Weeping on the witness stand in a sentencing hearing for Pistorius, Barry Steenkamp said he still speaks to his daughter every day and thinks of her “every morning, afternoon and night. I think about her all the time.”
It was the first time Steenkamp has testified during the three-year legal odyssey that started when Pistorius shot and killed his girlfriend in February 2013. Steenkamp has suffered a series of strokes after his daughter’s death and has only been present at part of the ongoing legal process.
“I don’t wish that on any human being, finding out what happened. It devastated us,” Steenkamp said. “I ended up having a stroke and so many things since then have happened to me.”

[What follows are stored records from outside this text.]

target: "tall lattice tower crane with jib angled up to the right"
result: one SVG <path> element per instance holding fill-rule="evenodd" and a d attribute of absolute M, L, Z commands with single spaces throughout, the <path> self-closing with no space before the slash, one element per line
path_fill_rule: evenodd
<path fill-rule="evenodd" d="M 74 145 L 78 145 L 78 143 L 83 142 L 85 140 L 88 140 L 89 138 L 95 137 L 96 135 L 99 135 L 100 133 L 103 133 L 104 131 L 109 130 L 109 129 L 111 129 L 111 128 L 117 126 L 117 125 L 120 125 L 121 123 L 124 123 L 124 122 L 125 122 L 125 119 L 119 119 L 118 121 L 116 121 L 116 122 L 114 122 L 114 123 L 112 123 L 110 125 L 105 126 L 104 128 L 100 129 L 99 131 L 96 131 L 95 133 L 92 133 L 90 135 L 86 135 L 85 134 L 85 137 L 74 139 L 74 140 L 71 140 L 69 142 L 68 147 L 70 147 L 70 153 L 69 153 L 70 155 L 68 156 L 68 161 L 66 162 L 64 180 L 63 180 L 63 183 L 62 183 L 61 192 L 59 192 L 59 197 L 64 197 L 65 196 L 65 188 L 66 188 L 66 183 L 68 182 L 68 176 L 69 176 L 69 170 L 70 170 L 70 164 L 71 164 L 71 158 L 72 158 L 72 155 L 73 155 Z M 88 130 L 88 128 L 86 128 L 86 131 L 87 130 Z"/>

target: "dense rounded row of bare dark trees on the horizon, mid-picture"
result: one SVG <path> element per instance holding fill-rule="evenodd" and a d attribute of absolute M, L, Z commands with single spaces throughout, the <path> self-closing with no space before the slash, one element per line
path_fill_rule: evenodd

The father told the South African court that his wife, June, had forgiven Pistorius, but that the former Olympic and Paralympic sprinter must still pay the price for his crime.
‘Reeva is with me all the time’
“You have to understand that forgiveness doesn’t exonerate you from what you did,” he said in the Pretoria courtroom.
“He has to pay for his crime. And I don’t want to say that he must go to the maximum whatever it is, but he has to pay for it.”
Murder carries a minimum sentence of 15 years in South Africa, but the defense is arguing that Pistorius is too mentally ill to serve more prison time and should be hospitalized instead.
The final chapter?
The one-time Paralympic gold medalist is expected to learn his fate by Friday.
The hearing may be the final chapter of his widely watched trials that marked a fall from grace for the athlete, nicknamed “Blade Runner,” the first double-amputee to compete in the Olympics. Pistorius shot his girlfriend dead through a bathroom door in their home on Valentine’s Day 2013, but he has maintained that he thought he was shooting at an intruder.
Jonathan Scholtz, a clinical psychologist, testified Monday that Pistorius was still on medication for post-traumatic stress disorder and depression. The psychologist said he would recommend hospitalization if Pistorius were a regular patient.
After a nearly 50-day trial stretched over seven months, Pistorius was convicted of culpable homicide (much like manslaughter) in September 2014. Judge Thokozile Masipa ruled the sprinter had acted negligently when he shot Steenkamp four times through a locked bathroom door but that he didn’t do it intentionally. The Supreme Court of Appeal later changed that conviction to murder.